But when I run it without any normalization, it runs smoothly and I get the output files I am looking for. Is there a reason for this? This is the code that I run without normalizing it:

fit_data = Maaslin2(input_data = maaslin_pathways_df, input_metadata = metadata, output="test", 
                    fixed_effects="Community", normalization="NONE",transform = "NONE")

I am also attaching the output file from PiCRUST2. I modified the naming of the pathways to avoid any ‘naming’ problems when running Maaslin, so now my pathways are coded.
path_abun_unstrat_renamed.txt (470.3 KB)

Thanks in advance!

Daniel CM

Hello,

I am also attaching the full code in case that could help you understand better what I did. Sorry for the spam

setwd(path_picrust2)
maaslin_pathways_df<-(read.delim("pathways_out/path_abun_unstrat_renamed.txt",
                                 header = TRUE))                                  #I had to rename the file, as the pathways names were generating an error in Maaslin2
colnames(maaslin_pathways_df) <- sub("^.", "", colnames(maaslin_pathways_df), 
                                     perl = TRUE)                                 #R was adding an 'X' at the beginning of my sample names, so I removed that 'X'.
maaslin_pathways_df<-t(maaslin_pathways_df)
colnames(maaslin_pathways_df)<-maaslin_pathways_df[1,]
maaslin_pathways_df<-maaslin_pathways_df[-1,]
maaslin_pathways_df<-as.data.frame(maaslin_pathways_df)
View(maaslin_pathways_df)
metadata<-as.data.frame(sample_data(ps))
class(metadata)<-"data.frame"
#class(metadata)

fit_data = Maaslin2(input_data = maaslin_pathways_df, input_metadata = metadata, output="test", 
                    fixed_effects="Community", normalization="TSS",transform = "NONE")

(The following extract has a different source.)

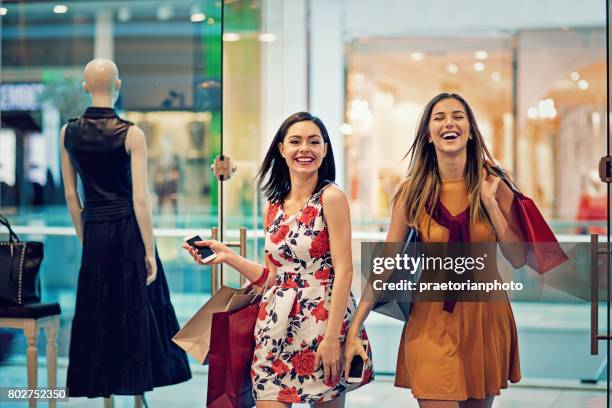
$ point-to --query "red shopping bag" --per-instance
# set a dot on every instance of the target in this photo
(543, 251)
(229, 360)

Hi @daniel.castanedamogo ,

I was able to run your data using “TSS” normalization using some dumby metadata with the following code:

test <- read.table("~/Downloads/path_abun_unstrat_renamed.txt", sep="\t", header=T, row.names=1)

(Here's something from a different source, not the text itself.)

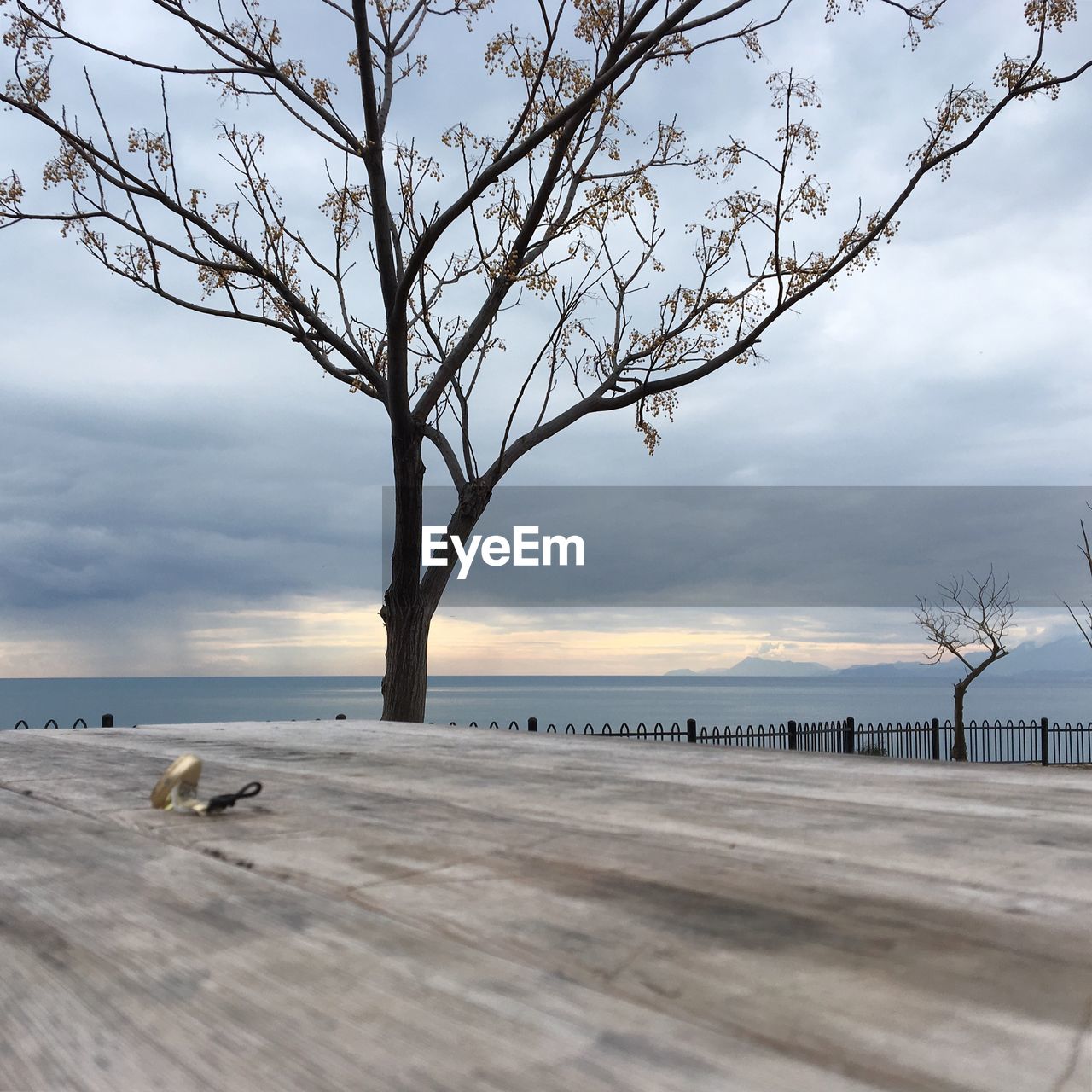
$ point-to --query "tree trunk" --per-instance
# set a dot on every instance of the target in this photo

random_data <- data.frame(row.names = colnames(test),
                          rand_meta = sample(c(1,0), ncol(test), replace = T))



library(Maaslin2)

nfit_data = Maaslin2(input_data = test, input_metadata = random_data, output="~/Desktop/TEST/m2_question", 
                    fixed_effects="rand_meta", normalization="NONE",transform = "NONE")

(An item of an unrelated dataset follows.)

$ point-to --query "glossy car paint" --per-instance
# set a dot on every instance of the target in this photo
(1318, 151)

nfit_data = Maaslin2(input_data = test, input_metadata = random_data, output="~/Desktop/TEST/m2_question", 
                     fixed_effects="rand_meta", normalization="TSS",transform = "NONE")

Which indicates to me that potentially there might be some issues in the way you are loading the data.

Thanks,
Jacob

Hi Jacob,

Thanks for your response. Sorry, I don’t understand what you mean by loading the data. My code looks like this:


path_picrust2 = "/Users/danielcm/Desktop/Sycuro/Projects/Diabetes/picrust2/picrust_july2024/default_run/default_output/"
setwd(path_picrust2)
maaslin_pathways_df<-(read.delim("pathways_out/path_abun_unstrat_renamed.txt",
                                 header = TRUE))                                  #I had to rename the file, as the pathways names were generating an error in Maaslin2
colnames(maaslin_pathways_df) <- sub("^.", "", colnames(maaslin_pathways_df), 
                                     perl = TRUE)                                 #R was adding an 'X' at the beginning of my sample names, so I removed that 'X'.
maaslin_pathways_df<-t(maaslin_pathways_df)
colnames(maaslin_pathways_df)<-maaslin_pathways_df[1,]
maaslin_pathways_df<-maaslin_pathways_df[-1,]
maaslin_pathways_df<-as.data.frame(maaslin_pathways_df)
View(maaslin_pathways_df)
metadata<-as.data.frame(sample_data(ps))
class(metadata)<-"data.frame"
#class(metadata)

fit_data = Maaslin2(input_data = maaslin_pathways_df, input_metadata = metadata, output="test", 
                    fixed_effects="Community", normalization="TSS",transform = "NONE")
fit_data = Maaslin2(input_data = maaslin_pathways_df, input_metadata = metadata, output="test", 
                    fixed_effects="Community", normalization="NONE",transform = "NONE")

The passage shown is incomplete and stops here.